Yuri Kitin recently published a post on LinkedIn Pulse in which he compares the performance of 10 natural language processing APIs. These APIs perform entity extraction to locate and classify named entities in text into predefined categories.
The test measured performance on three collections of text made up of various articles from the Web, with each collection containing 50 proper nouns (person classification), 50 geographical names (location), and 50 organisation/company names (organisation). The APIs were assessed for how many of each classification they extracted and identified, the total number of extractions, and the number of errors (where an entity was incorrectly classified, or the whole of the named entity was not identified for extraction).
Below are the results in ascending order by number of errors:
1.Intellexer API: A recently-launched cloud semantic server, recognises 12 entity types, including Person, Location, and Organisation. It correctly extracted and identified 139 entities out of a possible 150 with only 4 errors.
2.Semantria Lexalytics: The Boston-based company launched its cloud text-analysing API in 2012. While this entry raised only 5 errors, it correctly extracted and identified only 71 entities out of 150.
3.Alchemy IBM: The AlchemyAPI text analysis service has been available since 2009. It recognises and extracts over 40 primary types of entities, and picked up 103 out of 150 here with 9 errors.

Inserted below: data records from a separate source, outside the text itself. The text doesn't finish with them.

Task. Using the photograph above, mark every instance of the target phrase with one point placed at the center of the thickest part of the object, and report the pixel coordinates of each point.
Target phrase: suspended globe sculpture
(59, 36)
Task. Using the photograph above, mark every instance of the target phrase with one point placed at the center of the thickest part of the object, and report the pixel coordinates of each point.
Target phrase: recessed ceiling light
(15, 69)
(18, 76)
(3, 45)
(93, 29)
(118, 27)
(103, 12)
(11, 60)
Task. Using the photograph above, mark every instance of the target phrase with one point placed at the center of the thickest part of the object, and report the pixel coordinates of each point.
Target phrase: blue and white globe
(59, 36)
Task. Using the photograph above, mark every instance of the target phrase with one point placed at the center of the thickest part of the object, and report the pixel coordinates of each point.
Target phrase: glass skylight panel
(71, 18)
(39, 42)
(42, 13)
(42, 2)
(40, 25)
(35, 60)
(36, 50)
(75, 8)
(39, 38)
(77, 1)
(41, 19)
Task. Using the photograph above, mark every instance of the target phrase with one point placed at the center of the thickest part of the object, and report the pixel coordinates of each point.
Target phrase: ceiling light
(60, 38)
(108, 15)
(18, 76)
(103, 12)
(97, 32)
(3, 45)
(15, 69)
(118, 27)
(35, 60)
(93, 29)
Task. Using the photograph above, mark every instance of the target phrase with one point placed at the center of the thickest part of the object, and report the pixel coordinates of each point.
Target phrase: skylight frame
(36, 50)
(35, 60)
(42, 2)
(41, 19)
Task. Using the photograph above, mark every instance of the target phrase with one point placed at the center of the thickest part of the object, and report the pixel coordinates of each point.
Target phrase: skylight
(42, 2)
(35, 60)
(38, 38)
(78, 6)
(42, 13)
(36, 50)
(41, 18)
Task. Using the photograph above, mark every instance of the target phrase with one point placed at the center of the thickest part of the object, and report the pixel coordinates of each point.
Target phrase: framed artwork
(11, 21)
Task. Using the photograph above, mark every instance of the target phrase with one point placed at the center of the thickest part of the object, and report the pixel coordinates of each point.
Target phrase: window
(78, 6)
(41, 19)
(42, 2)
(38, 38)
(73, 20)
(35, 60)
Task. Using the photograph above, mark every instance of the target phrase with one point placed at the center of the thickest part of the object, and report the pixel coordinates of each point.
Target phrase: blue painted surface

4.Indico: Launching out of TechStars Boston in 2013. Offers three types of entity (People, Places, Organisations), and scored 128 with 11 errors.
5.Google Natural Language: Beta version released in July 2016. The list of extracted entities can be sorted by salient scores representing their relevance to the overall text. Scored 131 with 12 errors.
6.Aylien: Dublin-based company launched in 2011. It extracts entities as usual, with the addition of values, such as URLs, telephone numbers, or currency amounts. The downside is it only recognised 68 entities with 14 errors.
7.Meaning Cloud: Launched in 2015 by Spanish company Daedalus as a continuation of their previous product Textalytics. Offers subtypes of categories (such as Sea, Lake, or Continent under the Location category). Correctly classified 79 entities with 21 errors.
8.Text Razor: London-based company launched in 2011. Each identified entity is provided with a Wikipedia link. Text Razor did extract some entities that were not actually present in the text, but these errors were missing when processing the same text again. Scored 129 with 29 errors.
9.Haven on Demand (HPE): Developed by Hewlett Packard Enterprise in 2014. It classifies entities by numerous groups (such as people, person name component, person full-name, etc), but raised many errors relating to partial name extraction. Scored 94 correct classifications with 29 errors.
10.Microsoft Cognitive Services: Launched in March 2016 and based on Project Oxford and Bing. Unfortunately, it doesn’t classify the extracted named entities so offered an incomplete comparison. Suffered from slightly different results when processing the same text multiple times. Correctly extracted and recognised 127 entities without classification.